Vector Database FAISS/ChromaDB/PineCone?

-  Step 1: Load sec1 and sec2 PDFs
-  Step 2: Split into Chunks + Tag with Metadata ( Page Number + sec 2/sec1 label)
-  Step 3: Combine into VectorDB

Each Query Should Return:
- Page Number + Sec 2/Sec1 source
- UI should be able to filter between sec 1 and sec 2 content.

In [24]:

import os
from dotenv import load_dotenv

# Load environment variables from .env file
load_dotenv()

# Check if a specific variable is loaded
#print(os.getenv("OPENAI_API_KEY"))


True

In [9]:
OPENAI_API_KEY = ""
#set manually cos i cant load it properly somehow

In [10]:
from langchain.document_loaders import PyPDFLoader
from langchain.text_splitter import RecursiveCharacterTextSplitter
from langchain.embeddings import OpenAIEmbeddings
from langchain.vectorstores import FAISS
from langchain.prompts import PromptTemplate
from langchain.schema.runnable import RunnableLambda
from langchain.chat_models import ChatOpenAI
#from langchain.output_parsers import StrOutputParser
import os

# Load PDFs
pdf_paths = {"Sec1": "sec1.pdf", "Sec2": "sec2.pdf"}
documents = []

for label, path in pdf_paths.items():
    loader = PyPDFLoader(path)
    pages = loader.load()
    for page in pages:
        documents.append({
            "text": page.page_content,
            "metadata": {"page": page.metadata["page"], "source": label}
        })

# Chunk the documents
text_splitter = RecursiveCharacterTextSplitter(
    chunk_size=500, chunk_overlap=50
)
chunks = []

for doc in documents:
    splits = text_splitter.split_text(doc["text"])
    for split in splits:
        chunks.append({
            "text": split,
            "metadata": doc["metadata"]
        })

# Generate Embeddings
embeddings = OpenAIEmbeddings(model="text-embedding-3-small",openai_api_key=OPENAI_API_KEY)
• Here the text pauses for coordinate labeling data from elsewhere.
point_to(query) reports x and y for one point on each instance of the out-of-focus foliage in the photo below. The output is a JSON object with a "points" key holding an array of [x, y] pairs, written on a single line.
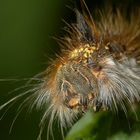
{"points": [[106, 126]]}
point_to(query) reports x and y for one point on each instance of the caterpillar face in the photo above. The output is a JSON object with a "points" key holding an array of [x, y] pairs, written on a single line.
{"points": [[99, 69]]}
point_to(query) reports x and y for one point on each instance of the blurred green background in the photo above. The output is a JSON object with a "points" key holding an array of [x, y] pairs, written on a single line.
{"points": [[26, 31]]}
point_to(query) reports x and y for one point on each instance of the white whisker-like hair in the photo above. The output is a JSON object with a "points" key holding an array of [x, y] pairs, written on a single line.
{"points": [[99, 68]]}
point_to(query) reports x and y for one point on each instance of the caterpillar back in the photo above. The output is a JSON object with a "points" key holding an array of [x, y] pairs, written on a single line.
{"points": [[98, 68]]}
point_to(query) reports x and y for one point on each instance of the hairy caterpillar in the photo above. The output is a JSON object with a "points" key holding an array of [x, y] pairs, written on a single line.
{"points": [[99, 69]]}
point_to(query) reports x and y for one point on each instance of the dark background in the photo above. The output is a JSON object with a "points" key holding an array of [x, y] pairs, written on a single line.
{"points": [[26, 31]]}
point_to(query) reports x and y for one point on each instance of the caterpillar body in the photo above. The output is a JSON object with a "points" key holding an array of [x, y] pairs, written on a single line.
{"points": [[98, 68]]}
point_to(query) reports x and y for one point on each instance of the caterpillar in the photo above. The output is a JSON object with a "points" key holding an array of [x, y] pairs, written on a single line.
{"points": [[99, 68]]}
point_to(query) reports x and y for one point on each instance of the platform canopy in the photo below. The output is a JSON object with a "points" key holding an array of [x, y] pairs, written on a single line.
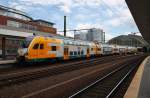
{"points": [[140, 10]]}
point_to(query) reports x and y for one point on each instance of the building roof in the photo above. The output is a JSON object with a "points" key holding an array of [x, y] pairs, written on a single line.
{"points": [[44, 21], [129, 40], [8, 9], [140, 11]]}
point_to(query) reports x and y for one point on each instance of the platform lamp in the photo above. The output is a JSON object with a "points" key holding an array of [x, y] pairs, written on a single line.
{"points": [[65, 26]]}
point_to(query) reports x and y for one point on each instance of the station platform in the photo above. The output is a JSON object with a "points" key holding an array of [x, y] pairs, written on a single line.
{"points": [[140, 85], [2, 62]]}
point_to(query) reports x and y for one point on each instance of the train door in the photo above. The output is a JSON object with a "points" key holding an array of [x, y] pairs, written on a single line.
{"points": [[88, 52], [33, 51], [41, 52], [66, 53]]}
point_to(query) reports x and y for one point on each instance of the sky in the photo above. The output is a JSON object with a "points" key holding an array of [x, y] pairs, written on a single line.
{"points": [[113, 16]]}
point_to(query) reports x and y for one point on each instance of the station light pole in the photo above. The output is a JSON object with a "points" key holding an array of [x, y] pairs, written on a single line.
{"points": [[65, 26]]}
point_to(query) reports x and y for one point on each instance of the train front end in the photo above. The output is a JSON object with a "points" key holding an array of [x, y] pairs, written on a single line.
{"points": [[23, 50]]}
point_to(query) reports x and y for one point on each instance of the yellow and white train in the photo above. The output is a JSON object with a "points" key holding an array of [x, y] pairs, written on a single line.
{"points": [[40, 48]]}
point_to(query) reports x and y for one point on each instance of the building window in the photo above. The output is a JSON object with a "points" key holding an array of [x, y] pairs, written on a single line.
{"points": [[71, 53], [36, 46], [75, 53], [13, 24], [78, 52], [53, 48]]}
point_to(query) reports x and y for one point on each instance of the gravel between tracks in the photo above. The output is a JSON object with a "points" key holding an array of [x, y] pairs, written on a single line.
{"points": [[16, 91]]}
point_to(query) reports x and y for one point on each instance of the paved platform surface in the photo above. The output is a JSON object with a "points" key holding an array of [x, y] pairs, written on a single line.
{"points": [[140, 85], [7, 61]]}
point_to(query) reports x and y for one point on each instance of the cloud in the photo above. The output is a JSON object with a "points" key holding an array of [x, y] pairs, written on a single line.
{"points": [[109, 15]]}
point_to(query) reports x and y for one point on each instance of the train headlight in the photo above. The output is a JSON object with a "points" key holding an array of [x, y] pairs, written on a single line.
{"points": [[22, 51]]}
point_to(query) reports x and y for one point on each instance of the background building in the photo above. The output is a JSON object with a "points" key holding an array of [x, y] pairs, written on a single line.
{"points": [[95, 34], [81, 36], [15, 25], [130, 40]]}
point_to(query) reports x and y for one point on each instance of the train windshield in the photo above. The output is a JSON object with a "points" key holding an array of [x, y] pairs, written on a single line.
{"points": [[26, 42]]}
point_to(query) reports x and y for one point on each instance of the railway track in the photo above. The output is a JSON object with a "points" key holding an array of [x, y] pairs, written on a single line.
{"points": [[77, 79], [66, 88], [14, 78], [108, 85]]}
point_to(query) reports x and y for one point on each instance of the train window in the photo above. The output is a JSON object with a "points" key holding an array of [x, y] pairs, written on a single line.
{"points": [[75, 53], [71, 53], [36, 46], [53, 48], [82, 52], [41, 46], [78, 52], [99, 49]]}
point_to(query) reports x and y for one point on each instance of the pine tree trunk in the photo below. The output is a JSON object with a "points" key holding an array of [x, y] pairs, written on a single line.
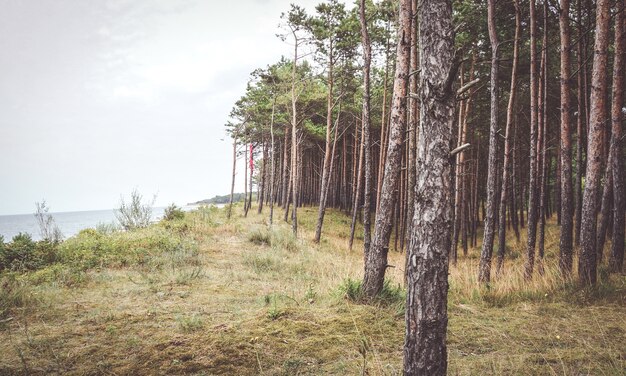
{"points": [[367, 124], [327, 158], [616, 258], [294, 144], [273, 170], [412, 127], [532, 186], [232, 184], [376, 260], [565, 240], [484, 273], [425, 351], [507, 143], [587, 262]]}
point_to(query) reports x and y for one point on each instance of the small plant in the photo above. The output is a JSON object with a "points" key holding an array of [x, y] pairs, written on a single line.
{"points": [[274, 312], [260, 237], [389, 295], [135, 214], [351, 290], [48, 228], [190, 324], [173, 213], [107, 228]]}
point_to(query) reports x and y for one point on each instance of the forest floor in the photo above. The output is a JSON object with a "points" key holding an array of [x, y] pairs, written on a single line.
{"points": [[248, 300]]}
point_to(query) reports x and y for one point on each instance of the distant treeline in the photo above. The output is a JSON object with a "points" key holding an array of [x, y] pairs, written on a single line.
{"points": [[237, 197]]}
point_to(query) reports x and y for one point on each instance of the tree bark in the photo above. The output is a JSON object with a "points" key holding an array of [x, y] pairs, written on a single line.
{"points": [[425, 351], [367, 124], [532, 186], [484, 273], [507, 142], [327, 157], [587, 264], [616, 258], [376, 260], [567, 225], [232, 184]]}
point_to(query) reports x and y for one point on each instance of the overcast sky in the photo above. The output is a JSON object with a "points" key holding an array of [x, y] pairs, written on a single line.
{"points": [[103, 96]]}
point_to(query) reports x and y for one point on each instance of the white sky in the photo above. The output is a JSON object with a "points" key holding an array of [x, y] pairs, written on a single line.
{"points": [[103, 96]]}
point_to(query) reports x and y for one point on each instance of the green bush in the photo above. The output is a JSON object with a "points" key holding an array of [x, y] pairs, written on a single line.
{"points": [[91, 249], [13, 294], [23, 254], [260, 237], [389, 295], [173, 213]]}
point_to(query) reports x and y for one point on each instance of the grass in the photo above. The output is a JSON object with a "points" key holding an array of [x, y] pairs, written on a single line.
{"points": [[206, 295]]}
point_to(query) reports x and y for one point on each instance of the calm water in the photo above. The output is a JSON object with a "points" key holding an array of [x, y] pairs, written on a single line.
{"points": [[70, 223]]}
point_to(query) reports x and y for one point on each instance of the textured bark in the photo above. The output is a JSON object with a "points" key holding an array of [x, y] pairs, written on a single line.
{"points": [[484, 272], [232, 184], [567, 224], [245, 179], [383, 128], [294, 143], [327, 157], [367, 124], [285, 181], [357, 194], [504, 192], [532, 186], [376, 259], [412, 126], [541, 141], [425, 351], [273, 168], [616, 258], [606, 209], [587, 265], [580, 126]]}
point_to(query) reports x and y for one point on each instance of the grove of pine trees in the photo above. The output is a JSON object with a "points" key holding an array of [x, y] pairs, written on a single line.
{"points": [[434, 123]]}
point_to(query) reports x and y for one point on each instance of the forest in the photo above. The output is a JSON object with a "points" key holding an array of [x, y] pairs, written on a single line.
{"points": [[440, 127], [431, 188]]}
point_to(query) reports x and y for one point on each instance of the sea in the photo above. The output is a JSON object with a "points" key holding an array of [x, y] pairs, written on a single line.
{"points": [[70, 223]]}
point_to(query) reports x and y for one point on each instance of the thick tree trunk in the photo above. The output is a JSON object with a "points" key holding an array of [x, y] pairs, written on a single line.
{"points": [[383, 128], [484, 273], [616, 258], [580, 126], [606, 209], [357, 194], [567, 225], [327, 157], [541, 140], [510, 116], [245, 180], [587, 264], [532, 186], [412, 126], [273, 170], [232, 184], [425, 351], [367, 124], [376, 260], [294, 144]]}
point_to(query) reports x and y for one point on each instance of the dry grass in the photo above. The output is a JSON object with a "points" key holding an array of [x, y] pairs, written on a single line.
{"points": [[257, 301]]}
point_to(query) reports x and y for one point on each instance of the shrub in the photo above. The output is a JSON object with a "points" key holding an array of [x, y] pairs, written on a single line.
{"points": [[260, 237], [13, 294], [173, 213], [389, 295], [48, 228], [135, 214], [91, 249]]}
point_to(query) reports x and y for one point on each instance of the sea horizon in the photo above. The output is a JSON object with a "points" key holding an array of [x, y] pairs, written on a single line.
{"points": [[70, 223]]}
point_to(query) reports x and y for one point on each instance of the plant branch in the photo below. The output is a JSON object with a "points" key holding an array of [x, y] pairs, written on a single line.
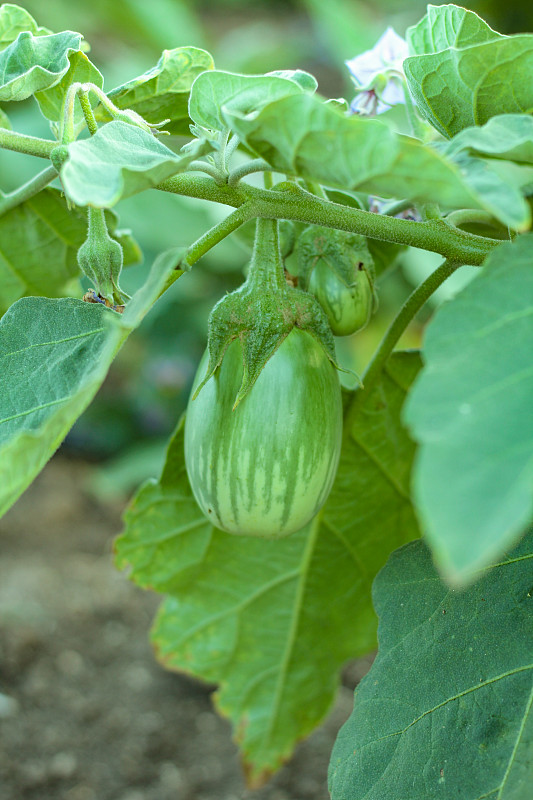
{"points": [[256, 165], [206, 242], [408, 311], [27, 190], [294, 203], [209, 169], [21, 143], [464, 216], [83, 97]]}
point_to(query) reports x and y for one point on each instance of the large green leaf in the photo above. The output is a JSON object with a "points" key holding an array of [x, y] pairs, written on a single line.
{"points": [[500, 184], [448, 26], [464, 73], [118, 161], [267, 619], [14, 20], [54, 355], [31, 63], [163, 91], [471, 412], [446, 710], [243, 93], [81, 70], [39, 240], [508, 136], [302, 135]]}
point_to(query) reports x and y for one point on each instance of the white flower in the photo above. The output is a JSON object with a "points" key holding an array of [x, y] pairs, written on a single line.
{"points": [[378, 75]]}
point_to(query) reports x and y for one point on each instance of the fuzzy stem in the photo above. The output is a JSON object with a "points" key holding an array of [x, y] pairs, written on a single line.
{"points": [[408, 311], [83, 97], [256, 165], [299, 205], [464, 216], [67, 126], [209, 169], [216, 235], [206, 242], [266, 266], [31, 145], [27, 190]]}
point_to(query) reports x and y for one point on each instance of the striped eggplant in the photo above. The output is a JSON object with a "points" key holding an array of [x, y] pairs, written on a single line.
{"points": [[266, 467]]}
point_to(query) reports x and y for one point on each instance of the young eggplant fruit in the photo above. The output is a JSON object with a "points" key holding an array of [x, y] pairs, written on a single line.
{"points": [[337, 268], [264, 422], [266, 467]]}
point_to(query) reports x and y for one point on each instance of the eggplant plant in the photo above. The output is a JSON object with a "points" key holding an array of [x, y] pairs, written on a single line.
{"points": [[396, 514]]}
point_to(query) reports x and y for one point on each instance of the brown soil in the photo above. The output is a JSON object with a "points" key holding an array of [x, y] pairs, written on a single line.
{"points": [[86, 713]]}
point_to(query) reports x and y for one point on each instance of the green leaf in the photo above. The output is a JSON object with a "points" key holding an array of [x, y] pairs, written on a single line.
{"points": [[32, 63], [163, 91], [448, 26], [446, 710], [54, 355], [470, 411], [264, 619], [214, 90], [499, 183], [14, 20], [319, 143], [39, 240], [464, 73], [508, 136], [118, 161], [306, 81], [82, 70]]}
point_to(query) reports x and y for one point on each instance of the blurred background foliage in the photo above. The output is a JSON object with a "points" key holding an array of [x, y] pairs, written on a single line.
{"points": [[126, 427]]}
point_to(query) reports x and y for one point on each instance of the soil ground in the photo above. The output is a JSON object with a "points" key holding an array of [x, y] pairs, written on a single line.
{"points": [[86, 713]]}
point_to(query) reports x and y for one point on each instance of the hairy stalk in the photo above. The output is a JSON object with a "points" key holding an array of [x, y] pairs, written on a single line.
{"points": [[408, 311], [464, 216], [206, 242], [27, 190], [67, 124], [295, 203], [256, 165], [83, 97], [209, 169], [21, 143]]}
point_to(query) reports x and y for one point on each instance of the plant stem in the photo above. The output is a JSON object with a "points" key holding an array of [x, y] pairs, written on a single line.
{"points": [[266, 266], [464, 216], [31, 145], [215, 235], [83, 97], [27, 190], [256, 165], [295, 203], [209, 169], [67, 125], [408, 311]]}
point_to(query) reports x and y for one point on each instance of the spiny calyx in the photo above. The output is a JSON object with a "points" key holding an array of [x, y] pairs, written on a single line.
{"points": [[262, 313]]}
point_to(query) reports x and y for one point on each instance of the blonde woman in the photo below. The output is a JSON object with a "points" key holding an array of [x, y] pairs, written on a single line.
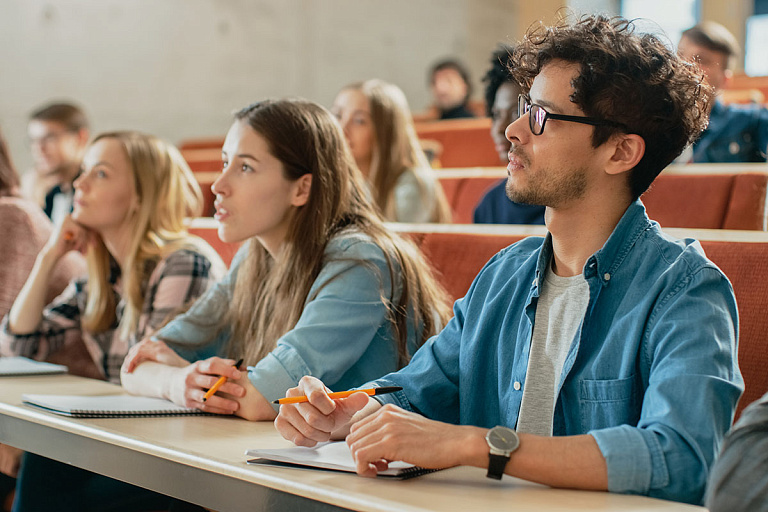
{"points": [[379, 129], [129, 206], [130, 203], [320, 287]]}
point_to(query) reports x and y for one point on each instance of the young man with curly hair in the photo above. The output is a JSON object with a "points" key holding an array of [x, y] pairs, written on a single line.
{"points": [[609, 347]]}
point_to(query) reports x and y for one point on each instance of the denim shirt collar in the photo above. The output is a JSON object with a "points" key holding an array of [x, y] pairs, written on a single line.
{"points": [[609, 258]]}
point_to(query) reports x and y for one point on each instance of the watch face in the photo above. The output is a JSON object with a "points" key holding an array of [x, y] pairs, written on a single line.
{"points": [[503, 438]]}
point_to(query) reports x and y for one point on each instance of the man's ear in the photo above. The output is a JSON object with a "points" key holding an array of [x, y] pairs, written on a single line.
{"points": [[728, 78], [301, 190], [82, 137], [628, 150]]}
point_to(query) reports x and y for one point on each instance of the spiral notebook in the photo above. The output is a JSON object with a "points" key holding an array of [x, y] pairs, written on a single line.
{"points": [[107, 406], [332, 456], [14, 366]]}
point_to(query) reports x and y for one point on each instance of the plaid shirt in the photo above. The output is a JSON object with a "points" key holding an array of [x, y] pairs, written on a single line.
{"points": [[174, 282]]}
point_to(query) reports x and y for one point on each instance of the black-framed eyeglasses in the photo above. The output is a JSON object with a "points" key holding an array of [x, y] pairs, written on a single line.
{"points": [[538, 115]]}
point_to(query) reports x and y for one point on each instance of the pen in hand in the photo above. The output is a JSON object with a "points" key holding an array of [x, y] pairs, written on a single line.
{"points": [[208, 394], [341, 394]]}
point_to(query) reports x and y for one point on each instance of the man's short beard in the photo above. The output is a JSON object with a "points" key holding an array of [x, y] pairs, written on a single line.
{"points": [[543, 190]]}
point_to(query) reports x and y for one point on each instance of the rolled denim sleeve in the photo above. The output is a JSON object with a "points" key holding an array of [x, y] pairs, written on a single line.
{"points": [[693, 385], [430, 382], [343, 318], [196, 334]]}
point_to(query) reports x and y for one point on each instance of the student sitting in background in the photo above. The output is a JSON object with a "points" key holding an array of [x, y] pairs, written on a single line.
{"points": [[320, 286], [24, 229], [58, 134], [451, 89], [501, 94], [130, 204], [738, 481], [379, 130], [609, 347], [736, 133]]}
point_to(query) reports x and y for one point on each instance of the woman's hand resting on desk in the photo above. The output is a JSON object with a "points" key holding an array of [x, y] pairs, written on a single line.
{"points": [[150, 349], [188, 386]]}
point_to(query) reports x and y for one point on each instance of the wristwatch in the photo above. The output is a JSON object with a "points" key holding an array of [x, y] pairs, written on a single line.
{"points": [[502, 441]]}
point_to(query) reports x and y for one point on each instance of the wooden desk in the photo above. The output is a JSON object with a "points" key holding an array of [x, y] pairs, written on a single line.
{"points": [[200, 459]]}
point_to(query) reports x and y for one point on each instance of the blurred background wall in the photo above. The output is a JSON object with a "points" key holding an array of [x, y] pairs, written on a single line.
{"points": [[177, 68]]}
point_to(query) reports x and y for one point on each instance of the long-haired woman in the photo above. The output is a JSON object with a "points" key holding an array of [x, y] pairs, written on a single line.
{"points": [[378, 126], [321, 286]]}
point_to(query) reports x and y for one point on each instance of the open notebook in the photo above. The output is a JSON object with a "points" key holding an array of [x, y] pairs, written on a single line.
{"points": [[333, 456], [17, 366], [107, 406]]}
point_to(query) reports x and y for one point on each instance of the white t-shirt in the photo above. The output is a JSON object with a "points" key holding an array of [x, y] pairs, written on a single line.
{"points": [[559, 313]]}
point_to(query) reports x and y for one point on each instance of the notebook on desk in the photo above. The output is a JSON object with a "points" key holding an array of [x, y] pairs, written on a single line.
{"points": [[15, 366], [333, 456], [107, 406]]}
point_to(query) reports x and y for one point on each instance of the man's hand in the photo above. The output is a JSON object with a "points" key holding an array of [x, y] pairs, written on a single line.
{"points": [[309, 423], [10, 459], [393, 434]]}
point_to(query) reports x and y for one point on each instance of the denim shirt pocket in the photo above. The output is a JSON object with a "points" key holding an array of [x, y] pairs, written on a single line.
{"points": [[608, 403]]}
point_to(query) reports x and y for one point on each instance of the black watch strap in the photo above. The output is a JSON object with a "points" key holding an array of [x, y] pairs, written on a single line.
{"points": [[496, 465]]}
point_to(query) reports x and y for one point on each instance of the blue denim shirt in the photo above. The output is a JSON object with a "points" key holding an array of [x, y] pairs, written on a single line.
{"points": [[651, 374], [342, 337], [736, 133]]}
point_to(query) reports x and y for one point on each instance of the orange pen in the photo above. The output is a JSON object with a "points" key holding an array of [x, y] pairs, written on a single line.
{"points": [[208, 394], [341, 394]]}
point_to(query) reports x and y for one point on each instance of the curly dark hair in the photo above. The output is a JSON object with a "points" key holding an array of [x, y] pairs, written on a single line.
{"points": [[631, 79], [497, 75]]}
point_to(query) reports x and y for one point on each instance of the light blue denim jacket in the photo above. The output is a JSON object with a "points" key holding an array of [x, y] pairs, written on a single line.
{"points": [[651, 374], [343, 336]]}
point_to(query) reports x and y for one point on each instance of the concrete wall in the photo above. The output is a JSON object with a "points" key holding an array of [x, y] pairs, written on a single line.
{"points": [[177, 68]]}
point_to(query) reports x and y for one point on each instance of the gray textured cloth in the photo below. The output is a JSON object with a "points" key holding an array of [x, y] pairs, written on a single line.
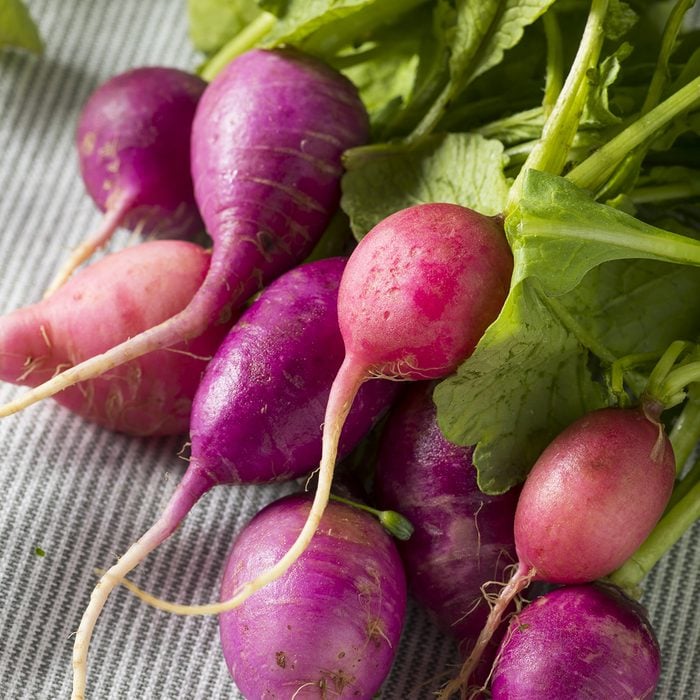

faiss_index = FAISS.from_texts(
    [chunk["text"] for chunk in chunks], 
    embeddings, 
    metadatas=[chunk["metadata"] for chunk in chunks]
)

# Save VectorDB
faiss_index.save_local("faiss_index")

print("Vector database created successfully!")

Vector database created successfully!


In [21]:
def answer_question_from_vector_store(vector_store, input_question):
    prompt = PromptTemplate.from_template(
        template="""
You are the Heritage Education Research Assistant, an AI-powered tool designed to help educators in Singapore create comprehensive and balanced lesson plans about Singapore's history and culture. Your task is to provide multiple perspectives on historical questions, with a focus on validated sources from the National Heritage Board (NHB) and other reputable institutions.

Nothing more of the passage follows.